鉄道利用で約91%、船舶利用で約80%のCO₂を削減できます。
国土交通省のデータによれば、トラックと比較したときの排出量の差は非常に大きく、鉄道に切り替えることで約91%、船舶に切り替えることで約80%のCO₂削減が期待できます。東京ドーム5つ分の体積を埋め尽くすような大量の温室効果ガスを、ルートを変えるだけで大幅に減らせるとイメージするとわかりやすいでしょう。この輸送手段の切り替えを「モーダルシフト」と呼び、複合一貫輸送はその中核的な手段です。
このモーダルシフトは、2024年問題(物流業界のドライバー時間外労働規制)の文脈でも注目されています。長距離トラック輸送の一部を鉄道や内航船舶に置き換えることで、ドライバー不足の緩和と輸送コストの安定化を同時に図れるためです。国内物流でのトラックのモード比率は約5割ですが、国土交通省は鉄道・内航海運へのシフトを推進しており、政府は2050年カーボンニュートラルに向けた物流の構造転換として、複合一貫輸送の活用を明確に位置づけています。
これは使えそうです。
企業のESG(環境・社会・ガバナンス)評価が取引先選定の基準になりつつある今、物流のCO₂排出量を数値化して開示する動きも加速しています。欧州では物流カーボンフットプリントの開示義務化が進んでおり、日本企業が欧州企業と取引する際にも、Scope 3排出量(自社の事業活動に間接的に関わるCO₂)の中に物流が含まれるようになっています。

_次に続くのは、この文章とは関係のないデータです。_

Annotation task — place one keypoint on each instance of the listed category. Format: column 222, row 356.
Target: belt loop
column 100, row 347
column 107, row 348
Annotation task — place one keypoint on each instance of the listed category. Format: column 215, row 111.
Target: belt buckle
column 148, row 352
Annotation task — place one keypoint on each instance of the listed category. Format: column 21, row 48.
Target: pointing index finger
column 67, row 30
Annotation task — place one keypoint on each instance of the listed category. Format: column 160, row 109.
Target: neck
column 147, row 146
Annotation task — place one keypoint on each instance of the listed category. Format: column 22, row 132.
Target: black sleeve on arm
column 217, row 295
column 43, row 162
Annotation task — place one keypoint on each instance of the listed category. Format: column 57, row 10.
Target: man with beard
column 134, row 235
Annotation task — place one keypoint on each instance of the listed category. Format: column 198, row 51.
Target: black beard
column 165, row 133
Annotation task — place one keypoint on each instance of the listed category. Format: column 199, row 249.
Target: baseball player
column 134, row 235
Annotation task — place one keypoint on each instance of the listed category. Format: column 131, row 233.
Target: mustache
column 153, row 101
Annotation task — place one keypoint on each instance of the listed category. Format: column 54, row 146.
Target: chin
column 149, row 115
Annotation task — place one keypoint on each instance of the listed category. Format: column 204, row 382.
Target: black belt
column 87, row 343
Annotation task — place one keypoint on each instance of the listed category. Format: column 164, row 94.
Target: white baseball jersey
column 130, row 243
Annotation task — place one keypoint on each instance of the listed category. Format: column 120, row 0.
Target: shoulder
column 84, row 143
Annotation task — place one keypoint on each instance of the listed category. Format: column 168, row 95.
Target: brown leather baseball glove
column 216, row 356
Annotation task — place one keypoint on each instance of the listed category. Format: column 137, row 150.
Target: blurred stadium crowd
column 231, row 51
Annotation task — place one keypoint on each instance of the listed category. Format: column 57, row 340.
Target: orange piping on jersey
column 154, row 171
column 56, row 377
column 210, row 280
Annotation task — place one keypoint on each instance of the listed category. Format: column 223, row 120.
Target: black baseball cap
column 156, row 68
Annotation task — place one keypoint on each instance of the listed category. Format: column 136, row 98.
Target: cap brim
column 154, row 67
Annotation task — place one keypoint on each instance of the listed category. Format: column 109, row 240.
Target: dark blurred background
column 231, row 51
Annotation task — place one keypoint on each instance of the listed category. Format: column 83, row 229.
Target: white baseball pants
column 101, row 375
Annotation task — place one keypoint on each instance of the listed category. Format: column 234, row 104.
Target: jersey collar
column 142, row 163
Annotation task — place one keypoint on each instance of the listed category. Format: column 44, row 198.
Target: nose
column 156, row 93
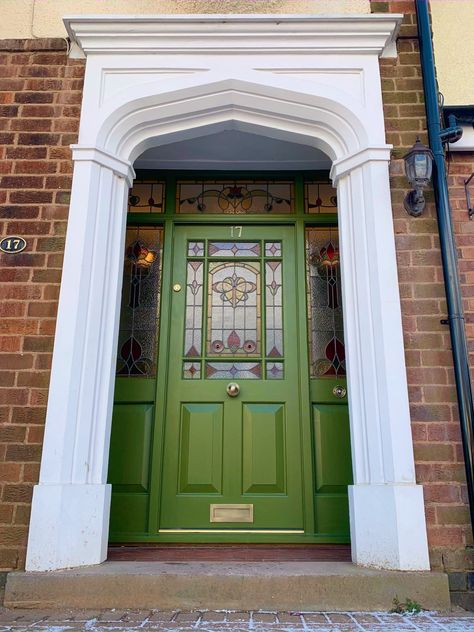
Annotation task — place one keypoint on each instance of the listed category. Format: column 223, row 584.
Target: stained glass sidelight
column 146, row 196
column 139, row 317
column 274, row 309
column 235, row 197
column 194, row 296
column 234, row 309
column 327, row 353
column 320, row 197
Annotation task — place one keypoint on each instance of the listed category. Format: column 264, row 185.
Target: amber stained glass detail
column 320, row 197
column 327, row 352
column 146, row 196
column 235, row 197
column 139, row 316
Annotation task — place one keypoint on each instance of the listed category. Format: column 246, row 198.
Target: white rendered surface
column 305, row 80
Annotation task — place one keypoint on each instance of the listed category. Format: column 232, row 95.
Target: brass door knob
column 339, row 391
column 233, row 389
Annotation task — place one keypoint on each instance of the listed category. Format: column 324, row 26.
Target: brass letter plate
column 231, row 513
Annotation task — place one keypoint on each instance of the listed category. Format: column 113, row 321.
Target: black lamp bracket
column 470, row 209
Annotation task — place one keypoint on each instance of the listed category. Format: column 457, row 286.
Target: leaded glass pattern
column 234, row 249
column 139, row 316
column 233, row 370
column 194, row 305
column 192, row 370
column 146, row 196
column 235, row 197
column 234, row 310
column 323, row 269
column 320, row 197
column 274, row 308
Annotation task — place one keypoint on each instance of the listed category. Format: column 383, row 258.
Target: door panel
column 263, row 453
column 233, row 323
column 200, row 453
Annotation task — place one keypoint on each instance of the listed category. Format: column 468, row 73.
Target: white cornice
column 219, row 34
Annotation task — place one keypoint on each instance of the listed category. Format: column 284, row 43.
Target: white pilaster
column 70, row 510
column 386, row 506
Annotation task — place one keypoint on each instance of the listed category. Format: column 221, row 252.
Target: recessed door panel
column 130, row 445
column 200, row 452
column 263, row 453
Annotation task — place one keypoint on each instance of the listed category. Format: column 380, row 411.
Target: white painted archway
column 312, row 80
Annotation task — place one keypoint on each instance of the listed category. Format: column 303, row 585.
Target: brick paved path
column 229, row 621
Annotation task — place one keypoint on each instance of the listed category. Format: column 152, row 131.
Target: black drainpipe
column 448, row 247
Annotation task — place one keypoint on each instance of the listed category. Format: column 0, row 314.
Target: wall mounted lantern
column 418, row 168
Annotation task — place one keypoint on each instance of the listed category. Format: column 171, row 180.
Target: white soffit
column 229, row 33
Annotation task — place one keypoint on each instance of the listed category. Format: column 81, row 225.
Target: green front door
column 232, row 440
column 230, row 416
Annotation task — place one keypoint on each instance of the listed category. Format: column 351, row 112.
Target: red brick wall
column 40, row 92
column 40, row 96
column 435, row 423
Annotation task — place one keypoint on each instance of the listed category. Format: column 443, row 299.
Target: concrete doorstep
column 310, row 586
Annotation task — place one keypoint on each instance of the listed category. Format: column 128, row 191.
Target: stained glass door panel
column 234, row 314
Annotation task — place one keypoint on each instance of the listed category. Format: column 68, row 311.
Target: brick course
column 40, row 93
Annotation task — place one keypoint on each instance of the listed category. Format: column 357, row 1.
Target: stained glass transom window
column 320, row 197
column 139, row 316
column 323, row 269
column 234, row 310
column 235, row 197
column 146, row 196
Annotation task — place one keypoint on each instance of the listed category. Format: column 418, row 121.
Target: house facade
column 207, row 225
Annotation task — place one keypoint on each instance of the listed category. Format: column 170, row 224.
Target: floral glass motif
column 234, row 308
column 273, row 249
column 146, row 196
column 226, row 296
column 327, row 352
column 320, row 197
column 233, row 370
column 235, row 197
column 234, row 249
column 139, row 316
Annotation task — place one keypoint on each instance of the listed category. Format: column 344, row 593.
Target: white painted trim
column 282, row 77
column 104, row 158
column 229, row 33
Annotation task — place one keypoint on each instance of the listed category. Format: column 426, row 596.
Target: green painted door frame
column 144, row 469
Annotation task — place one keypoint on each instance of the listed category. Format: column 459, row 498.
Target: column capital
column 104, row 158
column 377, row 153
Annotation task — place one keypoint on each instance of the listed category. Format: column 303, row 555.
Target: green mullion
column 162, row 381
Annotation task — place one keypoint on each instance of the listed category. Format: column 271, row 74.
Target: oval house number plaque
column 12, row 245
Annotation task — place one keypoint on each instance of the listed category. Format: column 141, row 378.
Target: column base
column 388, row 528
column 68, row 526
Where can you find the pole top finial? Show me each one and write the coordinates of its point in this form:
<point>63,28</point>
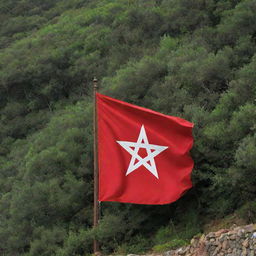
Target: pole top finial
<point>95,82</point>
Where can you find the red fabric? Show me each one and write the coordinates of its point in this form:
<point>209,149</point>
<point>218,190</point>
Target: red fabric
<point>121,121</point>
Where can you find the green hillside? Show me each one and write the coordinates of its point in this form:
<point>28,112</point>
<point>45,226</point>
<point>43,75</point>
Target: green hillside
<point>193,59</point>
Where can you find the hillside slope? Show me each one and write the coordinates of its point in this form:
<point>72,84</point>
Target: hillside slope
<point>192,59</point>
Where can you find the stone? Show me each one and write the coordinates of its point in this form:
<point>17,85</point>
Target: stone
<point>246,243</point>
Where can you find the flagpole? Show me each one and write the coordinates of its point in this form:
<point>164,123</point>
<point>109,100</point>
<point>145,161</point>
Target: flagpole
<point>96,169</point>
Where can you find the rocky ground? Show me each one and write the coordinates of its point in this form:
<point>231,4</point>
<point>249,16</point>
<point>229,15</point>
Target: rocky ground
<point>236,241</point>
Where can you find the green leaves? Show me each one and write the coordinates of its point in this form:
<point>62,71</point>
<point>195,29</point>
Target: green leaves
<point>192,59</point>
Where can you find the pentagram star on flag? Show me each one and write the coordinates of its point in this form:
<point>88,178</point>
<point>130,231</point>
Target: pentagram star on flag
<point>152,151</point>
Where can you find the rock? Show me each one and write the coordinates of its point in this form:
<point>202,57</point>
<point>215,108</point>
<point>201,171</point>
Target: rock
<point>246,243</point>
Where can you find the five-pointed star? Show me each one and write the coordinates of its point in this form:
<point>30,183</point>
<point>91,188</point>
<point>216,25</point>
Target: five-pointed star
<point>152,151</point>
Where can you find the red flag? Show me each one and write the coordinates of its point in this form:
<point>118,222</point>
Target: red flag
<point>143,155</point>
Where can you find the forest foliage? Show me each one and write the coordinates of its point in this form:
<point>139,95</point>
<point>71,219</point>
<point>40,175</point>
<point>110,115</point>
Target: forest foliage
<point>193,59</point>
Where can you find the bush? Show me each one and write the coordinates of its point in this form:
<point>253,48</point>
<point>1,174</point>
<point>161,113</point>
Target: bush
<point>174,244</point>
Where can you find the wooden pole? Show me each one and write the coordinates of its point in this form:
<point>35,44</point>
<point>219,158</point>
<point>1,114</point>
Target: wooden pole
<point>96,169</point>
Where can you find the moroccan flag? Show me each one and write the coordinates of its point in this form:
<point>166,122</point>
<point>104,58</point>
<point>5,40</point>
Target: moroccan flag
<point>143,155</point>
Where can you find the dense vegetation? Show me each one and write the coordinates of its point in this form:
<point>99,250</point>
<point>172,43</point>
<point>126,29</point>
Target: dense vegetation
<point>194,59</point>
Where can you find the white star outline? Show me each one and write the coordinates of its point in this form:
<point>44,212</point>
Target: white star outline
<point>152,152</point>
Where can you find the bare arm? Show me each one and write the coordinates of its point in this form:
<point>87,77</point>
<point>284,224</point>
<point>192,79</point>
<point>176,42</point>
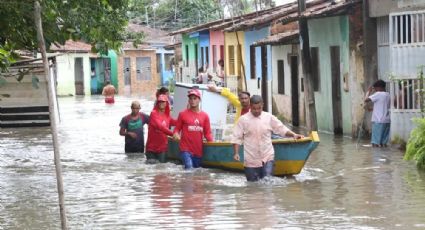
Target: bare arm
<point>236,152</point>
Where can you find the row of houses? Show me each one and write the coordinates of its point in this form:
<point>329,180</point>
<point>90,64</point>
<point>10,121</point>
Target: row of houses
<point>137,70</point>
<point>351,46</point>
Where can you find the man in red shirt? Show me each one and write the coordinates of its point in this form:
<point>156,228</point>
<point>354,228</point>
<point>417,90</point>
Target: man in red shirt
<point>244,97</point>
<point>191,127</point>
<point>159,128</point>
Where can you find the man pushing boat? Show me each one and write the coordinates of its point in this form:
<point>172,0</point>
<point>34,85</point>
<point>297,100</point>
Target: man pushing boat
<point>254,131</point>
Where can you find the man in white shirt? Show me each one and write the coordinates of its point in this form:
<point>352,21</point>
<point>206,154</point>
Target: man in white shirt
<point>381,113</point>
<point>254,130</point>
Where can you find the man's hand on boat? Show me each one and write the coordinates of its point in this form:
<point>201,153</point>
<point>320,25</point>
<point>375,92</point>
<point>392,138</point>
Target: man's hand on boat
<point>176,136</point>
<point>236,157</point>
<point>294,135</point>
<point>213,88</point>
<point>132,134</point>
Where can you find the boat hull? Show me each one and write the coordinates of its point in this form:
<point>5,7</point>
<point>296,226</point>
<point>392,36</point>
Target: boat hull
<point>290,154</point>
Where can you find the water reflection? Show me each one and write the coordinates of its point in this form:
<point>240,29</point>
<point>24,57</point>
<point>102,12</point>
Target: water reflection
<point>343,185</point>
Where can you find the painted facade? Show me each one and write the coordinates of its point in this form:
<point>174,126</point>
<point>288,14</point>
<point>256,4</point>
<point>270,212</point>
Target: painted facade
<point>234,64</point>
<point>190,43</point>
<point>103,69</point>
<point>255,81</point>
<point>339,95</point>
<point>204,49</point>
<point>73,74</point>
<point>286,84</point>
<point>216,48</point>
<point>137,74</point>
<point>165,67</point>
<point>401,56</point>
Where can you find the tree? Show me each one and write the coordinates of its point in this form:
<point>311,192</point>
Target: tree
<point>174,14</point>
<point>98,22</point>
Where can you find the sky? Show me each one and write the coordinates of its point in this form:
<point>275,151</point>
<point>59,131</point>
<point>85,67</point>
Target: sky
<point>281,2</point>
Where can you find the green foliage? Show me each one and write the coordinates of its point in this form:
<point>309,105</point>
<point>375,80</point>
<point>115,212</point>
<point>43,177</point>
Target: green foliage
<point>416,144</point>
<point>172,14</point>
<point>7,57</point>
<point>98,22</point>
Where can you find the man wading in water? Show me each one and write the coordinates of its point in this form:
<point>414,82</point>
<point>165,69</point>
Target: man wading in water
<point>254,131</point>
<point>131,126</point>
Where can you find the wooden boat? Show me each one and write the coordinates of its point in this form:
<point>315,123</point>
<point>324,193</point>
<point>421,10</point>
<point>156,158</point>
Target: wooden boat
<point>290,154</point>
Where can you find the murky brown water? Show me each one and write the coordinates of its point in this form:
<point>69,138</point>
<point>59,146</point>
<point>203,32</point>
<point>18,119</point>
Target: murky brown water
<point>341,187</point>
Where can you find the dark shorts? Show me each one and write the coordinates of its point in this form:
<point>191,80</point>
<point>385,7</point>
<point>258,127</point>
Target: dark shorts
<point>189,161</point>
<point>254,174</point>
<point>161,157</point>
<point>109,100</point>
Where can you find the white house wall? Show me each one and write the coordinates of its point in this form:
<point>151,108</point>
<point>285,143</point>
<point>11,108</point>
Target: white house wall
<point>66,74</point>
<point>283,102</point>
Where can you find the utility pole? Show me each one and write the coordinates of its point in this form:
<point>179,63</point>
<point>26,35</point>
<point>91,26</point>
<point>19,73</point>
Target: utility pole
<point>175,12</point>
<point>50,85</point>
<point>369,47</point>
<point>310,105</point>
<point>146,14</point>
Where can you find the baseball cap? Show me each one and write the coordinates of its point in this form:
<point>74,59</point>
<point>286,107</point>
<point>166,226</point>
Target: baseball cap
<point>162,97</point>
<point>194,92</point>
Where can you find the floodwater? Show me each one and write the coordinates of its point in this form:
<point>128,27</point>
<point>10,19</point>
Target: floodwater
<point>343,185</point>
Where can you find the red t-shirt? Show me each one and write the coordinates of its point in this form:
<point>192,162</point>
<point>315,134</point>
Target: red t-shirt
<point>193,127</point>
<point>159,129</point>
<point>244,110</point>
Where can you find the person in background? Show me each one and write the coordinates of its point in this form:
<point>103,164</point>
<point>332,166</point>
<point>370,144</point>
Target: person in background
<point>232,98</point>
<point>159,128</point>
<point>109,93</point>
<point>131,126</point>
<point>191,127</point>
<point>220,71</point>
<point>381,113</point>
<point>244,98</point>
<point>254,131</point>
<point>164,91</point>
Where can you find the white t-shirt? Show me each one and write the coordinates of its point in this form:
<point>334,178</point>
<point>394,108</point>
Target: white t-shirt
<point>381,107</point>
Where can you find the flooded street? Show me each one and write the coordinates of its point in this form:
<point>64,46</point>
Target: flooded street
<point>342,186</point>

複合一貫輸送でモーダルシフトを推進することは、環境対策であると同時に、輸出入取引の競争力維持にも直結します。
モーダルシフトと複合一貫輸送の詳細なデータを参照。
関光ロジNEXT「モーダルシフトが2024年問題の解決策になる理由とは?」
複合一貫輸送を利用するうえで、見逃してはならない重要な知識があります。それが「ネットワーク・システム(Network Liability System)」と呼ばれる責任原則です。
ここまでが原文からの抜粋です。